Inter-personal conflicts arise between two individual having competition for achieving scarce things, such as status, power, position, promotion or resources or they may pick up conflict due to their divergent opinions, attitudes or values. Disagreement among individuals in an organization may arise for variety of reasons such as: personal differences, value of interest differences, perceptual differences, power and position differences, resource constraints. 

2. Group Level Conflicts 

A group constitutes two or more persons who interact in such a way that each person influences and is influenced by others. Group level conflicts refer to the disagreement, competition or clash between two groups of the organization, say between supervisory staff and the workers or between management and trade unions. Group level conflicts further can be classified as inter-group conflicts and intra-group conflicts. 

a) Inter-group Conflicts 

Inter-group conflict arises out of the interaction of various groups. There are many factors in the organization which determine the inter-group relationship. Inter-group conflicts over authority, jurisdiction and resources are exceedingly common. Every group is in at least partial conflict with every other group it interacts with. Most of the departments in the organization compete for the allocation of scarce resources and power. They differ in goals, act, work activities, power and prestige. The seeds of inter-group conflict are shown in these differences. Research findings generally confirm the following sources of inter-group conflicts: 
  • Incompatible goals
  • Task interdependence 
  • Resource allocation
  • Competitive incentive and reward system 
  • Line and staff conflicts 
  • Differences in value and perception 
  • Heterogeneity of members 
  • Communication distortion 
  • Participative decision making 
  • Low formalization 

b) Intra-group Conflict 

Intra-group is the group consisting of a number of persons whose interactions at a given time generate a system of values, norms and sanctions appropriate to the nature of the task on which they are working, which has created a set of well defined role and status relations which are interdependent. Intra-group conflict may arise in three situations: 
  • When group faces a novel problem of task. 
  • Where new values are imported from the social environment into the group.
  • Where a person's extra-group role comes into conflict with his intra-group role. 

3. Organizations Level Conflict 

Conflict at individual level and at group level takes place within the organizational setting. Conflict at organization level may be intra-organizational and inter-organizational. Individuals in the organizations have many conflicting organizational cross pressures operating on them. The following examples indicate the source of potential conflict: 

The boss wants more production; subordinates want more considerations. Customers want faster deliveries; peers request schedule delay. Consultants suggest change; subordinates resist change. The rule book provides a formula; the staffs say it will not work.

Types of organization level conflicts are as follows: 

a) Intra-organizations Conflict 

The reasons of conflicts in an organization are many but mainly three kinds of internal strains can be identified: 
i. The Horizontal Strain: The competition between different functional sub-systems. 
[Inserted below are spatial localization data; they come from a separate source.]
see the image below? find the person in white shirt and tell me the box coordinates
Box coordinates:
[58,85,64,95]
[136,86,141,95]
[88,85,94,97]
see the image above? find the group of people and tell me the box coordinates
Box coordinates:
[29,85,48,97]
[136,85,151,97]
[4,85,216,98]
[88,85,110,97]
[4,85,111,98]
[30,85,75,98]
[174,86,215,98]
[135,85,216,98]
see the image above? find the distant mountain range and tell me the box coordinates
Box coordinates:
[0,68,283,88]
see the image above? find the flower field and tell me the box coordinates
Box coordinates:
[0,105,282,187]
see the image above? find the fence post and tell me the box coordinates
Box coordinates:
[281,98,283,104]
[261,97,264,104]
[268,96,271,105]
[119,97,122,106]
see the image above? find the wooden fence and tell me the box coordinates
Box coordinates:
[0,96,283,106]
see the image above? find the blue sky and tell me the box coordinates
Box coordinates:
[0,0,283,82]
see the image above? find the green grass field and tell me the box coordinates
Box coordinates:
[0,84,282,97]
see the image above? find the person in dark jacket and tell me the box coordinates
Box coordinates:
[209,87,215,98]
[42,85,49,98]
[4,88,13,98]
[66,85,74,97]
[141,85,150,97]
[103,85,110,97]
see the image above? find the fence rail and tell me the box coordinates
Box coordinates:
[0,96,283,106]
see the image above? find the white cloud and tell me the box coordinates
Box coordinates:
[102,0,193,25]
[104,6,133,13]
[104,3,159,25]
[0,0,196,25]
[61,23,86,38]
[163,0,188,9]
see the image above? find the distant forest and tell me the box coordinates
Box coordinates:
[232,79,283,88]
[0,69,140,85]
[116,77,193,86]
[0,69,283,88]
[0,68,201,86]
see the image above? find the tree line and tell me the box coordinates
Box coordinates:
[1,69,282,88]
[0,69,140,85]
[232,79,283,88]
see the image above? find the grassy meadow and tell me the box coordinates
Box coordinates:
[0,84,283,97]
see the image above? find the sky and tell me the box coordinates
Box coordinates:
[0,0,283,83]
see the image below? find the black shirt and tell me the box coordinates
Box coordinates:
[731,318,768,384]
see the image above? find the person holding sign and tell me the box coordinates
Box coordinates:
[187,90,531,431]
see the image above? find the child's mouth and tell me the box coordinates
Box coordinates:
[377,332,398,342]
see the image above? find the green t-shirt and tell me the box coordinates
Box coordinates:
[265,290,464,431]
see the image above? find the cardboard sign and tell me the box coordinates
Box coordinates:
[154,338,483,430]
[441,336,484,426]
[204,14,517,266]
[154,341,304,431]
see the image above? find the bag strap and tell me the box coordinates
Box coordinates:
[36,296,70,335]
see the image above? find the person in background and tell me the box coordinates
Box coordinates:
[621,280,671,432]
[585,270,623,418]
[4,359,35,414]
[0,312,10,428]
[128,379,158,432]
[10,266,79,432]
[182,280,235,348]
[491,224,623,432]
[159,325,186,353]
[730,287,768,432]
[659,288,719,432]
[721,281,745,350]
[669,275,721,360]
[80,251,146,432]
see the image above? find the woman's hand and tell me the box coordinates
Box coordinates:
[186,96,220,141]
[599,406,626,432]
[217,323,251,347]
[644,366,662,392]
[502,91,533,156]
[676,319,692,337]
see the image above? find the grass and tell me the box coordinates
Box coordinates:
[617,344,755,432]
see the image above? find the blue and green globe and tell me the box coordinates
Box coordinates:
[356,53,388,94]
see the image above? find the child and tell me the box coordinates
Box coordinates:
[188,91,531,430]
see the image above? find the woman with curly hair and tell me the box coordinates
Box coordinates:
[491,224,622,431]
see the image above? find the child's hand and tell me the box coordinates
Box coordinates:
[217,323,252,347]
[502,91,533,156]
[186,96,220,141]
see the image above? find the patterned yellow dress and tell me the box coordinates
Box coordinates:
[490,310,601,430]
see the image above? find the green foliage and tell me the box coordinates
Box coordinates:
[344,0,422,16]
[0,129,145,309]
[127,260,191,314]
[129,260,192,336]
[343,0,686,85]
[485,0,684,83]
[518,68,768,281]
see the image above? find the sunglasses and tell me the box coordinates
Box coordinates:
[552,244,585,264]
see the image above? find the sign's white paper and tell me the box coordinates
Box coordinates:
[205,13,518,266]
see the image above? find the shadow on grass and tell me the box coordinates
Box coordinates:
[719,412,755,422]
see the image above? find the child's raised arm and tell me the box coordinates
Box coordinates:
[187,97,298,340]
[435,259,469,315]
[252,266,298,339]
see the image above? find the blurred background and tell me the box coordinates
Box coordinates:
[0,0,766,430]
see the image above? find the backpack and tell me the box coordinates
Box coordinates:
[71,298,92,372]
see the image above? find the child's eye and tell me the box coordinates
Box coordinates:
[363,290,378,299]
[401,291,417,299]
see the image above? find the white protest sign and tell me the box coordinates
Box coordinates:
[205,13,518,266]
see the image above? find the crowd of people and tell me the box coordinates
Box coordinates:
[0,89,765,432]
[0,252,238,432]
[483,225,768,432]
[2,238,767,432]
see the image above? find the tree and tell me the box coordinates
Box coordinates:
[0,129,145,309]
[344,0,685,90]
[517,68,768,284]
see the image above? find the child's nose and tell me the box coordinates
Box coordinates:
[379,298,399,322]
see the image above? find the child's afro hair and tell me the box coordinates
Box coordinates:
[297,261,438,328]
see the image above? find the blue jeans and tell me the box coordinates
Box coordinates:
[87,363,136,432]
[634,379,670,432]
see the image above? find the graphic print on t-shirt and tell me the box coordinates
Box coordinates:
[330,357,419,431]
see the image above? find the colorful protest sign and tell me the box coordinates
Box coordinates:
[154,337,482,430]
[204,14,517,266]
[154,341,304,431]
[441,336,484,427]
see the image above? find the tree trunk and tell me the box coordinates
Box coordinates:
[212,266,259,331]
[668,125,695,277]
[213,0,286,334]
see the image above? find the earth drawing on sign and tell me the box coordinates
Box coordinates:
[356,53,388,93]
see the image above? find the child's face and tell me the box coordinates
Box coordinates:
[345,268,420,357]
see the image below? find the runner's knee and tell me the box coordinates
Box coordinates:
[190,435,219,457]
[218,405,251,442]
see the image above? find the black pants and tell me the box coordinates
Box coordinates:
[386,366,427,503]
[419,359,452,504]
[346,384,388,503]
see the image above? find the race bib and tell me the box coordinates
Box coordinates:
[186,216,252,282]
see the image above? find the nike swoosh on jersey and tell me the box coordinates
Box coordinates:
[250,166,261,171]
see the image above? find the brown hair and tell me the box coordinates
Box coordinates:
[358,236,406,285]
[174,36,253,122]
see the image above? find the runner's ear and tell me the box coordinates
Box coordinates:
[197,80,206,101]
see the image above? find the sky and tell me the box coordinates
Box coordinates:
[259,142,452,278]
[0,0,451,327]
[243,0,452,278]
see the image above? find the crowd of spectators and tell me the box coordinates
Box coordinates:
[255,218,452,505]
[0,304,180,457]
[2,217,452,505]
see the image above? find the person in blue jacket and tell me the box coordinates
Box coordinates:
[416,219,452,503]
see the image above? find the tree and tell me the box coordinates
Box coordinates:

ii. Vertical Strain: The competition between various level in three hierarchy for power, privilege or reward and 

iii. Line and Staff Conflict: Line and staff conflict further can be classified as horizontal conflict and vertical conflict. 

b) Inter-organizations Conflict 

The basis of inter-organizations conflicts are essentially the same as three basis of inter-group conflict. Most commonly cited reasons for inter-organizations conflicts like incompatible objectives, over status, prestige and money are present in inter-organizations conflicts also. In other words, inter-organizations conflict is more extensive, more diffusing than the conflicts amongst persons or groups.